Today’s Pervnado Chronicles

I’ve had to give up my daily Pervnado Bingo game, because it’s become too easy a game to win, and usually by around 9:30 in the morning it’s all over. And what fun is that? Among today’s roster is the owner of the Carolina Panthers NFL franchise, Jerry Richardson, who announced abruptly today that he will sell the team after credible allegations of Harvey Weinstein-level behavior.

More amusing to watch is how this phenomenon is playing out in its second act. First up is D.C. McAllister’s fine article over at The Federalist in which she notes that women shouldn’t be understood as helpless victims in the modern world, and moreover that most women actually enjoy their sexual attraction to men:

Here’s a little secret we have to say out loud: Women love the sexual interplay they experience with men, and they relish men desiring their beauty. Why? Because it is part of their nature.

Women want to be desired by men, to attract them, to be the only woman in the world for that man. Their beauty is an essential part of their allure, especially when men and women first meet. They have little else to go on because they don’t know each other, and beauty serves as a guidepost to greater interest. Outside of a woman looking for a mate, her beauty is a source of power because men and other women value it.

This is much the same point Claire Berlinski made in the Ricochet podcast I was part of on Friday. Of course it’s ugly when men are crude and boorish, though one wonders the extent to which extreme feminism hasn’t contributed to the decline of gentlemanship that would have kept this problem within reasonable bounds. But once it became open to question whether opening a door for a woman was on offense against feminist empowerment, we were bound to have a difficult period of adjustment that continues to the present.

Comes now news that an associate deputy attorney general in Texas—Texas!—has been forced to resign his position because he posted a link to this McAllister article on his Facebook page. The New York Times reports:

A top aide to Attorney General Ken Paxton of Texas resigned on Thursday after posting a Facebook message that mocked the #MeToo movement against sexual assault and harassment.
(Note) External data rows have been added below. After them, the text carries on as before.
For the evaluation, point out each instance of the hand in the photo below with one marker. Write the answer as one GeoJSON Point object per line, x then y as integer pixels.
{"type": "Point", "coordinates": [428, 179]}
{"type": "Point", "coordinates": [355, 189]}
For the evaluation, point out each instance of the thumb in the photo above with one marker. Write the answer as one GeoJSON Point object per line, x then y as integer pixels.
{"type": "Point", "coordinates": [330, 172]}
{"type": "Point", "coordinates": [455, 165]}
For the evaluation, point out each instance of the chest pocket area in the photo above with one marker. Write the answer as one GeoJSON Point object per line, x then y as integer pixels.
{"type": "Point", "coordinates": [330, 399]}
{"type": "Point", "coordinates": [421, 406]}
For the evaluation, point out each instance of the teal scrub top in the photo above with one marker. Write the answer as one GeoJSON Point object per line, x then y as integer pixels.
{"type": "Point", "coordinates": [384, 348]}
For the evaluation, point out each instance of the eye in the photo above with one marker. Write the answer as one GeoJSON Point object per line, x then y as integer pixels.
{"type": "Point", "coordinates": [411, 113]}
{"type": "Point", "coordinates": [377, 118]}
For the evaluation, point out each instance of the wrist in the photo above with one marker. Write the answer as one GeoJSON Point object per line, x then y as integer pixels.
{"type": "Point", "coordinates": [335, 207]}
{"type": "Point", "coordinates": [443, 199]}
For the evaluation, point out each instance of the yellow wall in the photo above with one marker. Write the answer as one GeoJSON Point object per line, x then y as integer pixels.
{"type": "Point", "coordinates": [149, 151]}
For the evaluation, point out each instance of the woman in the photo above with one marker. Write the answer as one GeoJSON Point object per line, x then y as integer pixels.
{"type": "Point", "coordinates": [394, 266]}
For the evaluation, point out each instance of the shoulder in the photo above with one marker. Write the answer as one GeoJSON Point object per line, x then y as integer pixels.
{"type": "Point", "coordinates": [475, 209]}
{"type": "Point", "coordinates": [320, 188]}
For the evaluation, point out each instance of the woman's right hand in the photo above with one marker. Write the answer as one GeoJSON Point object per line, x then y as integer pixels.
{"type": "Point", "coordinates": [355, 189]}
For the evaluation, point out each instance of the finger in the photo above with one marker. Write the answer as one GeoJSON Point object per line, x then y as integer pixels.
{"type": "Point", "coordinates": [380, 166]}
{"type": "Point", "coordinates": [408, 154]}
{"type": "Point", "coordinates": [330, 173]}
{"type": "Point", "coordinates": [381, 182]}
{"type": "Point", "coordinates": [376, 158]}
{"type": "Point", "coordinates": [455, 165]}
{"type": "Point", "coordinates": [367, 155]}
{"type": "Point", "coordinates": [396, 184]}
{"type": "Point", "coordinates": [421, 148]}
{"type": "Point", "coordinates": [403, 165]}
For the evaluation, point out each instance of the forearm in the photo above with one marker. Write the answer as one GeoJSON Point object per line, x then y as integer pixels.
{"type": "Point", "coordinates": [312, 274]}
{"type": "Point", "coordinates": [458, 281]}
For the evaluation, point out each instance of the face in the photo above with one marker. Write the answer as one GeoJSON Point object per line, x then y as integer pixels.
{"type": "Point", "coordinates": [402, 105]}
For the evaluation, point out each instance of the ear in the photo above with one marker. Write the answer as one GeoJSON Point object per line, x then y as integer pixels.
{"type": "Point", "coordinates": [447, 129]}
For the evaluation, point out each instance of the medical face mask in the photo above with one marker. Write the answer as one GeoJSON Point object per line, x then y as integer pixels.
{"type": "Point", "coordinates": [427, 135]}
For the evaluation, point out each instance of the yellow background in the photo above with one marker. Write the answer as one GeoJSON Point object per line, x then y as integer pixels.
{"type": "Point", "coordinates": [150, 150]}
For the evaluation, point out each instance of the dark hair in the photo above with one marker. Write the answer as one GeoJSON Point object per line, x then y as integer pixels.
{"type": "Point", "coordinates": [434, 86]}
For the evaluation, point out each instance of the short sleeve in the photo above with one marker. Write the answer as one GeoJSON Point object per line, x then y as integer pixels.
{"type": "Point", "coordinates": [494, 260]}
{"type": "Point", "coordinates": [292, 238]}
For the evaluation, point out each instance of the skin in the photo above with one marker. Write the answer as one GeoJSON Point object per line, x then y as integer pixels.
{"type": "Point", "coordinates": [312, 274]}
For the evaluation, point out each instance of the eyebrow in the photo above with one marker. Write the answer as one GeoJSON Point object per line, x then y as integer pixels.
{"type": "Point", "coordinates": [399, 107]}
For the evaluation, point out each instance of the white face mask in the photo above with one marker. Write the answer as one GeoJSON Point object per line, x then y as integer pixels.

The aide, Associate Deputy Attorney General Andrew D. Leonie, had posted on Facebook early Wednesday: “Aren’t you also tired of all the pathetic ‘me too’ victim claims? If every woman is a ‘victim,’ so is every man. If everyone is a victim, no one is. Victim means nothing anymore.”

Marc Rylander, a spokesman for the attorney general’s office, said Mr. Leonie had resigned “effective immediately.” . . . “The views he expressed on social media do not reflect our values,” Mr. Rylander said in a statement. “The O.A.G. is committed to promoting and maintaining a workplace that is free from discrimination and harassment.”

So now we’re in the position where commenting adversely on the extremes of the current moral panic is a firing offense—an accusation of bad behavior yourself is not required. Good to know. Perverse indeed.